My limited understanding of stellar formation is that a gas cloud condenses enough that various forces (just gravity?) eventually lead to enough pressure to ignite nuclear fusion. However, since stars vary vastly in size it got me thinking: Do young, large stars ignite as smaller stars and then continue to pull material in until they become large, young stars? Or, are they composed of less dense elements or something so that they will only ignite when they are already much larger than stars destined to start and stay small?
2 Answers
Soon after a star begins shining from collapse and then nuclear burning at its core, while still on the pre-main-sequence track, stellar winds and radiation pressure blow away the surrounding gas. The more massive stars have stronger radiation pressure, the low mass stars have powerful winds. Planets and a rocky disk may remain, but the mass of the star ceases to increase significantly.
The initial cloud is typically many times the final mass of a star. As it collapses it fragments into smaller and smaller subclumps and these form single, binary or triple stars etc. But to fully collapse, most of the angular momentum must be transferred away from the proto-stars. It is thought that magnetic fields send the majority of the mass of a subclump outwards while allowing the inner region to spin down (or not as far up). The stellar winds and radiation pressure remove the gas in the proto-planetary disk plus the outer region gas with the angular momentum. The stellar component of the cluster is responsible for unbinding a large fraction of the mass of the cloud and resulting in the low star formation efficiencies of clouds.

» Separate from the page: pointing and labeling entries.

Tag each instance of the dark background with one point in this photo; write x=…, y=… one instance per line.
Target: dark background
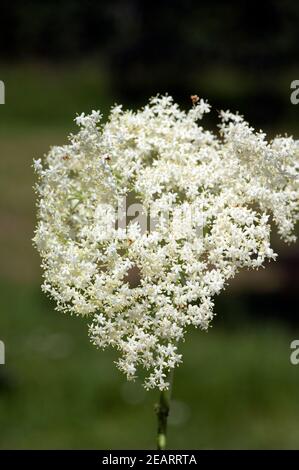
x=236, y=387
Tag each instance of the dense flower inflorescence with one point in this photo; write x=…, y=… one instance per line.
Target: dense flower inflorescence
x=212, y=199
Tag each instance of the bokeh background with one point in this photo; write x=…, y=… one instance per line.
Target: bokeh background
x=236, y=387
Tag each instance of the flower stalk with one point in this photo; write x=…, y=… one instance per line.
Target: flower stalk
x=162, y=410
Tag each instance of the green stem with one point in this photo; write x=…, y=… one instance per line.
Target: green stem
x=162, y=411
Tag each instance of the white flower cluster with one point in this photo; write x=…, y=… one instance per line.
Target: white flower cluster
x=141, y=289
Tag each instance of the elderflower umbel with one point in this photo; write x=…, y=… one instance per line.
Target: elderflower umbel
x=231, y=185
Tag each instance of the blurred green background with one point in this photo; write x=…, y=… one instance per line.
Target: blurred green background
x=236, y=387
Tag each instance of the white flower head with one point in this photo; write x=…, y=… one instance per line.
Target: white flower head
x=210, y=199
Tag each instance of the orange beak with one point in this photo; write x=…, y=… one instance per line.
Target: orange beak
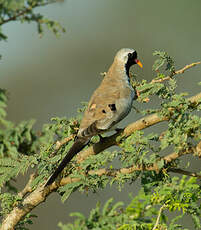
x=139, y=63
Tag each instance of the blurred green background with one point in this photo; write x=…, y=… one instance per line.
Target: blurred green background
x=48, y=77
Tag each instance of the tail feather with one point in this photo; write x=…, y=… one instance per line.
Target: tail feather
x=78, y=145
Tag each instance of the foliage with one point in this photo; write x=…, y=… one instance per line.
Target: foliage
x=178, y=196
x=22, y=148
x=24, y=11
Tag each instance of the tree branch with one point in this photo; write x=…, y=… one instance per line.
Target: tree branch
x=184, y=172
x=176, y=72
x=158, y=217
x=41, y=193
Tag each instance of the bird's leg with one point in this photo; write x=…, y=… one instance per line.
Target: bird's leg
x=101, y=138
x=118, y=130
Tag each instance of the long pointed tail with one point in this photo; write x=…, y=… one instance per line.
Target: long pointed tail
x=78, y=145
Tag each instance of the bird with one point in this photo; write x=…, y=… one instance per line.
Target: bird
x=109, y=104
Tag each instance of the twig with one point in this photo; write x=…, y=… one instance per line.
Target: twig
x=26, y=10
x=176, y=72
x=158, y=217
x=61, y=143
x=27, y=188
x=184, y=172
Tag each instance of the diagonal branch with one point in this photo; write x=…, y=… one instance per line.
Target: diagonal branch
x=181, y=71
x=41, y=193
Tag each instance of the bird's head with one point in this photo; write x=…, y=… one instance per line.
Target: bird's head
x=128, y=57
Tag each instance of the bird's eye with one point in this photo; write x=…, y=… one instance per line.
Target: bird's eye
x=129, y=55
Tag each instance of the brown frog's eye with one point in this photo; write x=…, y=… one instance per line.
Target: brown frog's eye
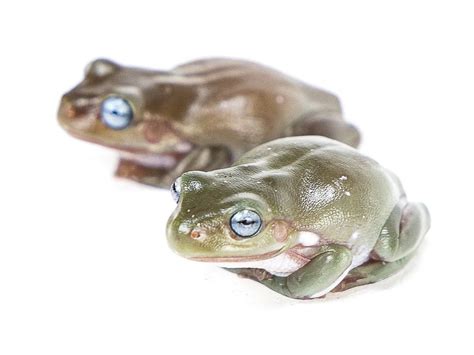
x=245, y=223
x=116, y=112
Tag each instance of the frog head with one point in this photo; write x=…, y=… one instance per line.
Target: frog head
x=126, y=109
x=229, y=215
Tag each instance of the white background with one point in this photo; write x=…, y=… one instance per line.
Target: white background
x=84, y=264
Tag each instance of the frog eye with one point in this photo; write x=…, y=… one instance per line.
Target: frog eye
x=176, y=191
x=116, y=112
x=245, y=223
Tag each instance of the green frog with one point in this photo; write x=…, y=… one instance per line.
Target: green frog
x=201, y=115
x=304, y=216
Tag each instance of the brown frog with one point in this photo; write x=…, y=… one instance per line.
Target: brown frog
x=201, y=115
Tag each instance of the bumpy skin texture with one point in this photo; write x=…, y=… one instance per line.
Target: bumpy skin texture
x=332, y=218
x=199, y=116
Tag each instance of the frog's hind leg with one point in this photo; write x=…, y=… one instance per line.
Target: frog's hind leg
x=398, y=241
x=328, y=125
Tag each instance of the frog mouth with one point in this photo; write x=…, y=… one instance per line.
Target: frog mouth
x=238, y=259
x=163, y=160
x=159, y=160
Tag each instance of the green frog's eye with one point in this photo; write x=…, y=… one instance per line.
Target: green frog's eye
x=116, y=112
x=245, y=223
x=176, y=191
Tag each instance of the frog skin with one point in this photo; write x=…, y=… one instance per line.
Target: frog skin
x=324, y=218
x=202, y=115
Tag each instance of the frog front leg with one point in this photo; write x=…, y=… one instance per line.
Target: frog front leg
x=318, y=277
x=328, y=125
x=203, y=158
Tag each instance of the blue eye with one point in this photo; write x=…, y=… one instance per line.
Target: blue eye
x=176, y=191
x=245, y=223
x=116, y=112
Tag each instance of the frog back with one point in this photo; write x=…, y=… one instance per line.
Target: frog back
x=326, y=187
x=246, y=103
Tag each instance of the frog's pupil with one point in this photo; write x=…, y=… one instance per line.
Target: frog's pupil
x=247, y=221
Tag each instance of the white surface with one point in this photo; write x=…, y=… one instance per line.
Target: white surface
x=84, y=264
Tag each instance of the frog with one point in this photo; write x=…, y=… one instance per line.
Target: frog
x=200, y=115
x=304, y=216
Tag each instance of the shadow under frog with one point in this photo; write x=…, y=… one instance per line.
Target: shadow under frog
x=201, y=115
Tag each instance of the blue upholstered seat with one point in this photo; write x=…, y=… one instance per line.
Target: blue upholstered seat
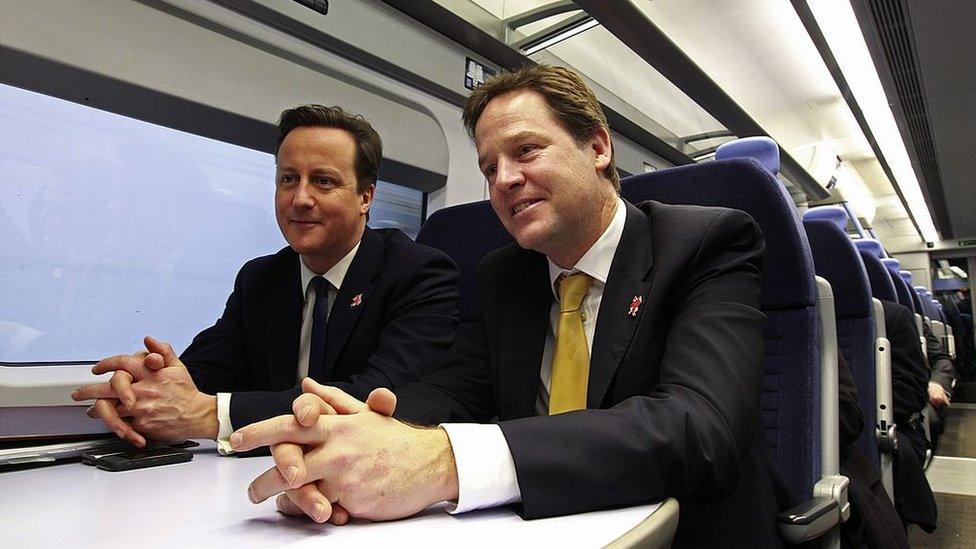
x=466, y=233
x=837, y=259
x=791, y=392
x=881, y=285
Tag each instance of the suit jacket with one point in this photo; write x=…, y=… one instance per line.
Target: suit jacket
x=943, y=372
x=673, y=394
x=406, y=319
x=909, y=387
x=909, y=373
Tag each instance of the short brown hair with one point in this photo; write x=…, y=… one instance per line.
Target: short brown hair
x=570, y=100
x=369, y=146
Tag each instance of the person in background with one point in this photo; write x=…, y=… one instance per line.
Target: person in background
x=344, y=304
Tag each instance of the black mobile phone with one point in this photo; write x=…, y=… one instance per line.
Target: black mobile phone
x=138, y=459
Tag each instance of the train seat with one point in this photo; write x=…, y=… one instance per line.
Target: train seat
x=792, y=403
x=466, y=233
x=837, y=259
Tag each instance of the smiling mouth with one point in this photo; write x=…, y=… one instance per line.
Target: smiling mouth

The mass of the star is essentially set already by the initial collapsing gas cloud. It is the single most important parameter determining the structure and evolution of the star. And stars ignite already before nuclear fusion starts, simply due to conversion of gravitational potential energy into kinetic energy of the gas, which causes atoms to emit light. The higher the mass of the star the higher the potential energy and the brighter the star will be.